Impact
The flaw lies in the way Nuxt’s /__nuxt_island/ endpoint handles request parameters. Instead of binding responses to the supplied props and verifying that the URL’s hash matches the expected component hash, the framework allows any set of props to be supplied. This omission permits an attacker to supply arbitrary props that alter the rendered component, which in turn causes the same cache key to return different responses. The vulnerability’s primary consequence is shared‑cache poisoning, which can compromise the confidentiality and integrity of content delivered to other users who retrieve the same cached response, and it is classified under CWE‑349, CWE‑444, and CWE‑79.
Affected Systems
Nuxt framework, including Nuxt 3.1.0 through 3.21.5 and Nuxt 4.0.0‑alpha.1 through 4.4.5, as well as the @nuxt/nitro-server package from 3.20.0 through 3.21.5 and 4.0.0‑alpha.1 through 4.4.5. The defect is fixed in Nuxt 3.21.6, Nuxt 4.4.6, and the corresponding nitro-server releases.
Risk and Exploitability
The CVSS base score is 2.3, indicating low overall severity, and the EPSS score is less than 1%, suggesting that exploitation is unlikely but not impossible. The vulnerability is not listed in the CISA KEV catalog, meaning no widespread, publicly known exploits are documented.
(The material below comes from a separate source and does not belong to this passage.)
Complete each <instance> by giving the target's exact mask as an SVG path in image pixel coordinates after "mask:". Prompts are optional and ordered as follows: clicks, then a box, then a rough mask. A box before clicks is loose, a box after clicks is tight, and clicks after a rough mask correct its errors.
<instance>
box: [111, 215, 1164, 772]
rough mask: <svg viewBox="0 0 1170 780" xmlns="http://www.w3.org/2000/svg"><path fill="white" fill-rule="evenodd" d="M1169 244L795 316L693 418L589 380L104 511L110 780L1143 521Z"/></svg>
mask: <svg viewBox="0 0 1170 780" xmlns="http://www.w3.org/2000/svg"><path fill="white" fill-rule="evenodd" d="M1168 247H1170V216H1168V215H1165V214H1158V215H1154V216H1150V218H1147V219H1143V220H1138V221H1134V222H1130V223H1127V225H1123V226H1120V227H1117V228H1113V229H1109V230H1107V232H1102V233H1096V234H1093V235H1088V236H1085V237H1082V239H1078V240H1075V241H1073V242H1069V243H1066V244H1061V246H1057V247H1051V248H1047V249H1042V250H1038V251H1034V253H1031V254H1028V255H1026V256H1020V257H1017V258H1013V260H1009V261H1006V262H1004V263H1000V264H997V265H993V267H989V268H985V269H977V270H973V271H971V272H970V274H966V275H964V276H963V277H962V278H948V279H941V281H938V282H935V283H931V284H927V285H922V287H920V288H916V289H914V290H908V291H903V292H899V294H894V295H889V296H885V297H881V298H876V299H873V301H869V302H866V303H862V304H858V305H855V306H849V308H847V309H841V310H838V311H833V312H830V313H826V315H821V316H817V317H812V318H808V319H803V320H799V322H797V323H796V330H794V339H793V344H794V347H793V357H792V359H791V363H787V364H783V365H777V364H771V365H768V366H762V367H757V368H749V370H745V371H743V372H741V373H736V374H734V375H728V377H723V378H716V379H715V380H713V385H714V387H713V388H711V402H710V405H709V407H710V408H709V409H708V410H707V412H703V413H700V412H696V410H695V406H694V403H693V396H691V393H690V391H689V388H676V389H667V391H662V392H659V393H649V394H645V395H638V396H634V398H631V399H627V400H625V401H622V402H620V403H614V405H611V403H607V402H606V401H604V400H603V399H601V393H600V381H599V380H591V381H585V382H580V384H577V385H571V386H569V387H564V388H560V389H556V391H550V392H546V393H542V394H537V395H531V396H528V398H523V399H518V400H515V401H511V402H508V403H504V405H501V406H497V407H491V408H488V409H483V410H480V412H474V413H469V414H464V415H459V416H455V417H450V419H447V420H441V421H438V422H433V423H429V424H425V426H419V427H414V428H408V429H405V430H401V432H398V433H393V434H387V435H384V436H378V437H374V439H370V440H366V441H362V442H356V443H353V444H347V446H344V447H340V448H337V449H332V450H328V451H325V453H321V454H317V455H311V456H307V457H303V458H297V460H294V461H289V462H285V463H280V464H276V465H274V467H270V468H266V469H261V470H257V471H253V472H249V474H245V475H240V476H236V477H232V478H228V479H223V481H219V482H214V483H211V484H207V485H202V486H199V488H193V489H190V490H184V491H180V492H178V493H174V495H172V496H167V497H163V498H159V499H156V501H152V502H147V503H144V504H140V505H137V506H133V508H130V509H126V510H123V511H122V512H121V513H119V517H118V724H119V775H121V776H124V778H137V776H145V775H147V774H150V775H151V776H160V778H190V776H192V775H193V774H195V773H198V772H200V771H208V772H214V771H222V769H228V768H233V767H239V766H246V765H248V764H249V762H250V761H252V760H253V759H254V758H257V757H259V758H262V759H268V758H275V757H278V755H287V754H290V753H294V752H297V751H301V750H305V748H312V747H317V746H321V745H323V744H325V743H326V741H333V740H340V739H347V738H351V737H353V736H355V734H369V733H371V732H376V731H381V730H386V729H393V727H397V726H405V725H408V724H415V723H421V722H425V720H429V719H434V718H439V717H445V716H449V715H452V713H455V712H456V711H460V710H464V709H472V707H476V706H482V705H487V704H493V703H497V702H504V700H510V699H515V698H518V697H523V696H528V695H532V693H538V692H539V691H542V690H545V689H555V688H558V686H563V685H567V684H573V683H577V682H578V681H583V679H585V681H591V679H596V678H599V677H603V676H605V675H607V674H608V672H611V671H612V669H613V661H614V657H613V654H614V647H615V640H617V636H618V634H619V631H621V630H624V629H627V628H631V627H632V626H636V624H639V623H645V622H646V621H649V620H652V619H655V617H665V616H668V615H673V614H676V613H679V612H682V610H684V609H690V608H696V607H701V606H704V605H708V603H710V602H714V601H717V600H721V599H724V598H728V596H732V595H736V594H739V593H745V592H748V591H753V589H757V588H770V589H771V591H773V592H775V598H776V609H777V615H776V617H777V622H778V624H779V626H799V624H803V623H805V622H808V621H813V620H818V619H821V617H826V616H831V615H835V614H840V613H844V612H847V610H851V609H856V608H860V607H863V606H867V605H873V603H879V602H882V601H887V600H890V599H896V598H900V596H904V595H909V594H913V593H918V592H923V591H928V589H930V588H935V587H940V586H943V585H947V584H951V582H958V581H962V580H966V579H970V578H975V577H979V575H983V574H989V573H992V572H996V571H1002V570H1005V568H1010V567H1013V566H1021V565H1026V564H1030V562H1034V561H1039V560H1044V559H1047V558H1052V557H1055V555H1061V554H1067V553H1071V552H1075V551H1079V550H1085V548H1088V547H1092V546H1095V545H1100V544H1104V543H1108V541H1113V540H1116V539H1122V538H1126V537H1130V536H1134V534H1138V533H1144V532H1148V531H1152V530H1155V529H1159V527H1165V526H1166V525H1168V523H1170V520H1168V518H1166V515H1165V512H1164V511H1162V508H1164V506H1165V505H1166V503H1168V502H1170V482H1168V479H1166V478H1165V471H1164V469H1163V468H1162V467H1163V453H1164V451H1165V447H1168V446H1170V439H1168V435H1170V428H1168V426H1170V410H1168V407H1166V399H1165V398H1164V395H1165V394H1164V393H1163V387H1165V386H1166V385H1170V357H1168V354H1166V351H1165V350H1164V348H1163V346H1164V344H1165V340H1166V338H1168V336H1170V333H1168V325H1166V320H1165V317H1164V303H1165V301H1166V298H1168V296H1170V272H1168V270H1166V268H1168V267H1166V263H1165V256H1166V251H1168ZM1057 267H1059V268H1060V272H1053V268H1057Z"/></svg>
Attackers can craft a request to the /__nuxt_island/ endpoint with attacker‑controlled props and a matching hash, causing the server to render a different island component before caching it. If the cache key lacks the props, subsequent users may receive the altered content, leading to a cache poisoning attack. The attack vector is HTTP request manipulation; no privileged access or code execution is required. Given the low likelihood, organizations that heavily rely on shared caching should still consider applying the patch.